Abstract:
Objective To develop a model based on a graph convolutional network (GCN) to achieve efficient classification of the cold and hot medicinal properties of Chinese herbal medicines (CHMs).
Methods After screening the dataset provided in the published literature, this study included 495 CHMs and their 8 075 compounds. Three molecular descriptors were used to represent the compounds: the molecular access system (MACCS), extended connectivity fingerprint (ECFP), and two-dimensional (2D) molecular descriptors computed by the RDKit open-source toolkit (RDKit_2D). A homogeneous graph with CHMs as nodes was constructed and a classification model for the cold and hot medicinal properties of CHMs was developed based on a GCN using the molecular descriptor information of the compounds as node features. Finally, using accuracy and F1 score to evaluate model performance, the GCN model was experimentally compared with the traditional machine learning approaches, including decision tree (DT), random forest (RF), k-nearest neighbor (KNN), Naïve Bayes classifier (NBC), and support vector machine (SVM). MACCS, ECFP, and RDKit_2D molecular descriptors were also adopted as features for comparison.

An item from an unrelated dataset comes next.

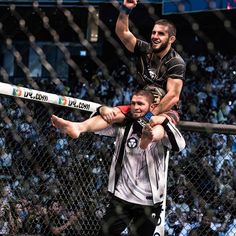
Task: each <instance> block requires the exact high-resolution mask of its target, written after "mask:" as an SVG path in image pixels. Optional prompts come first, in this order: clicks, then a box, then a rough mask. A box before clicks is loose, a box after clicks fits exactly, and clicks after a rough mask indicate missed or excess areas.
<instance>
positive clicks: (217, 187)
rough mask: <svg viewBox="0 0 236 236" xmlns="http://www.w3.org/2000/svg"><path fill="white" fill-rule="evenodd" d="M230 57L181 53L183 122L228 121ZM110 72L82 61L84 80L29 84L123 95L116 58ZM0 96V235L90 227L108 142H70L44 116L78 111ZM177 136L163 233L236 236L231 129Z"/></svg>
mask: <svg viewBox="0 0 236 236" xmlns="http://www.w3.org/2000/svg"><path fill="white" fill-rule="evenodd" d="M235 59H236V58H235V57H231V58H229V57H227V56H224V55H222V54H220V53H218V54H216V55H214V56H211V55H207V56H204V55H201V56H194V55H192V56H188V57H186V58H185V60H186V62H187V72H186V80H185V83H184V89H183V93H182V97H181V100H182V102H181V104H180V116H181V120H185V121H197V122H209V123H214V124H236V60H235ZM110 70H111V71H110V72H109V76H107V75H105V74H104V72H103V71H102V70H101V69H100V68H99V69H97V68H95V69H94V70H91V69H90V66H89V65H88V64H84V65H83V67H82V71H83V73H82V74H83V77H84V78H85V79H86V80H84V81H83V82H81V81H80V80H77V81H76V83H75V82H74V83H73V84H71V83H70V82H69V81H63V82H61V83H59V82H57V83H55V81H48V80H47V79H40V80H38V81H36V82H37V84H38V87H39V88H40V89H39V90H42V91H46V92H51V93H55V94H60V95H65V96H70V97H75V98H79V99H83V100H88V101H94V102H97V103H101V104H107V105H111V106H116V105H119V104H127V103H129V102H130V98H131V95H132V93H133V91H134V90H135V89H136V81H135V76H134V75H133V74H132V73H130V70H129V69H128V67H127V66H125V65H123V64H122V63H121V62H120V63H116V66H113V68H110ZM22 85H23V86H25V87H31V86H30V85H29V84H22ZM0 102H1V103H0V105H1V107H0V108H1V117H2V118H3V119H1V120H0V171H1V175H0V189H1V192H0V235H6V234H13V235H14V234H24V235H25V234H26V235H27V234H29V235H30V234H31V235H58V234H60V233H61V234H62V233H63V234H62V235H83V236H85V235H96V232H97V230H98V228H99V220H100V219H101V217H102V216H103V214H104V211H105V207H106V204H107V202H108V195H107V191H106V184H107V173H108V170H109V163H110V159H111V155H112V151H113V146H114V140H112V139H108V138H106V137H99V136H97V135H93V134H85V135H82V136H81V138H79V139H78V140H71V139H70V138H68V137H66V136H65V135H63V134H62V133H60V132H58V131H57V130H55V129H54V128H53V127H52V126H51V124H50V115H51V113H56V114H57V115H59V116H62V117H64V118H65V119H69V120H75V121H79V120H83V119H85V118H87V117H88V116H89V115H90V114H87V113H86V112H83V111H74V110H73V112H72V110H70V109H66V108H65V109H64V108H55V110H53V111H52V108H51V107H49V106H44V105H43V104H38V103H33V102H30V101H24V102H22V101H20V100H16V101H15V100H14V99H13V98H9V97H6V96H5V97H4V96H1V97H0ZM183 134H184V137H185V139H186V143H187V147H186V149H185V150H184V151H182V152H181V153H179V154H178V155H177V154H175V153H173V155H172V156H171V159H170V163H169V176H168V197H167V207H166V225H165V229H166V235H173V236H175V235H176V236H177V235H180V236H188V235H205V236H207V235H217V236H231V235H232V236H233V235H236V193H235V191H236V135H231V134H227V135H226V134H217V133H214V134H210V133H209V134H208V133H201V132H190V131H184V132H183ZM78 176H79V177H78ZM127 234H128V230H127V231H125V232H124V233H123V235H127Z"/></svg>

Results The experimental results show that the GCN achieved better performance than the traditional machine learning approach when using MACCS as features, with the accuracy and F1 score reaching 0.836 4 and 0.845 3, respectively. The accuracy and F1 score have increased by 0.8690 and 0.8120, respectively, compared with the lowest performing feature combination OMER (only the combination of MACCS, ECFP, and RDKit_2D). The accuracy and F1 score of DT, RF, KNN, NBC, and SVM are 0.505 1 and 0.501 8, 0.616 2 and 0.601 5, 0.676 8 and 0.624 3, 0.616 2 and 0.607 1, 0.636 4 and 0.622 5, respectively.
Conclusion In this study, by introducing molecular descriptors as features, it is verified that molecular descriptors and fingerprints play a key role in classifying the cold and hot medicinal properties of CHMs. Meanwhile, excellent classification performance was achieved using the GCN model, providing an important algorithmic basis for the in-depth study of the “structure-property” relationship of CHMs.